The Beat Goes On

We’d stalk each other in the underbrush. The guy who got smacked first lost the game. You knew when you were hit, too. It stung. But not for long.

***

Sometime around the age of ten or eleven, I sold subscriptions to Colliers and Liberty Magazines. I worked the entire neighborhood, not very successfully. The job didn’t pay a single dime. But they gave me a prize catalog. And I earned points towards a prize for each subscription that I sold.

One prize I earned that I had fun with was a ukulele. It came with full instructions for fingering the chords and it included a small-scale repertoire of songs.

My best rendition was a little depression era tune that became the theme song for many flat broke lovers:

T can’t give you anything but love, baby.
    Love’s the only thing I’ve plenty of, baby.”

***

Like most kids, I changed my mind countless times about what I wanted to be when I grew up. In ’31 or ‘32, with all the commotion about the new Empire State Building, I became enthusiastic about the world of architecture. I decided then and there I would grow up to be an architect.

When the Empire State Building officially opened, the New York celebration was broadcast by radio to millions of listeners. It even became a subject our teacher had us write about at school.

I got a good grade for a short paper I wrote that went something like this: “The world’s tallest building shoots straight up 1,050-feet. It has 85 floors and 67 elevators. On the roof is a 200-foot mooring mast for big dirigible airships like the Graf Zeppelin. I think it’s terrific.” What did I know about the future of dirigibles?

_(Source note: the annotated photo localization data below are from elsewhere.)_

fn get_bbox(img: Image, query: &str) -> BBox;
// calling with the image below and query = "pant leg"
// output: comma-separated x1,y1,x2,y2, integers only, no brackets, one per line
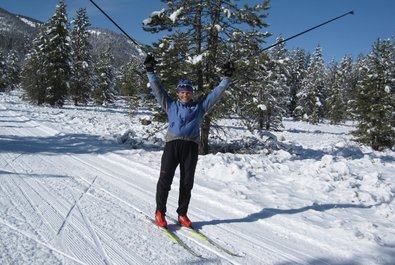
177,141,199,215
156,141,179,214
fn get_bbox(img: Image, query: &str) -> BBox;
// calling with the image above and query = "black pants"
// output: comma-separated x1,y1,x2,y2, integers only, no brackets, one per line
156,140,199,216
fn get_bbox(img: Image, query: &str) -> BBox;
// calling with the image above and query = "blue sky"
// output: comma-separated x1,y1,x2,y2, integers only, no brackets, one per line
1,0,394,62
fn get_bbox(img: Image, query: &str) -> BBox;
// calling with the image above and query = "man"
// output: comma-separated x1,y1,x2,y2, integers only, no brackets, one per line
144,54,235,228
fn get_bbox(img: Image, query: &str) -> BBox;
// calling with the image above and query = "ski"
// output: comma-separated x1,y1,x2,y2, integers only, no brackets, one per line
183,226,240,257
167,216,239,257
125,205,235,258
148,218,201,258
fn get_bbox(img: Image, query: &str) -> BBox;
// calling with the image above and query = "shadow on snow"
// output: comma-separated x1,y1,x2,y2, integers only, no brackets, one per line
0,133,123,155
194,202,373,229
0,169,70,179
195,203,395,264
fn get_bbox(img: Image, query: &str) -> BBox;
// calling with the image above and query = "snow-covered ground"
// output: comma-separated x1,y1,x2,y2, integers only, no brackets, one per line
1,90,394,265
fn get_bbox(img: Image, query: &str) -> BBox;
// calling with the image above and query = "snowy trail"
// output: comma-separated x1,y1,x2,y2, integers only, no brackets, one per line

(In the early ‘30s, “aeronautical experts” predicted that dirigible airships would soon become the favored mode for crossing the Atlantic and the continent. The planners of the Empire State Building were looking ahead. All such predictions came tumbling down, however, when the Hindenberg exploded in flames in 1937.)

Building the Empire State Building in the face of the Great Depression was hailed as a symbolic triumph for the country. And for me, that exciting structure will always remain “the world’s tallest building.”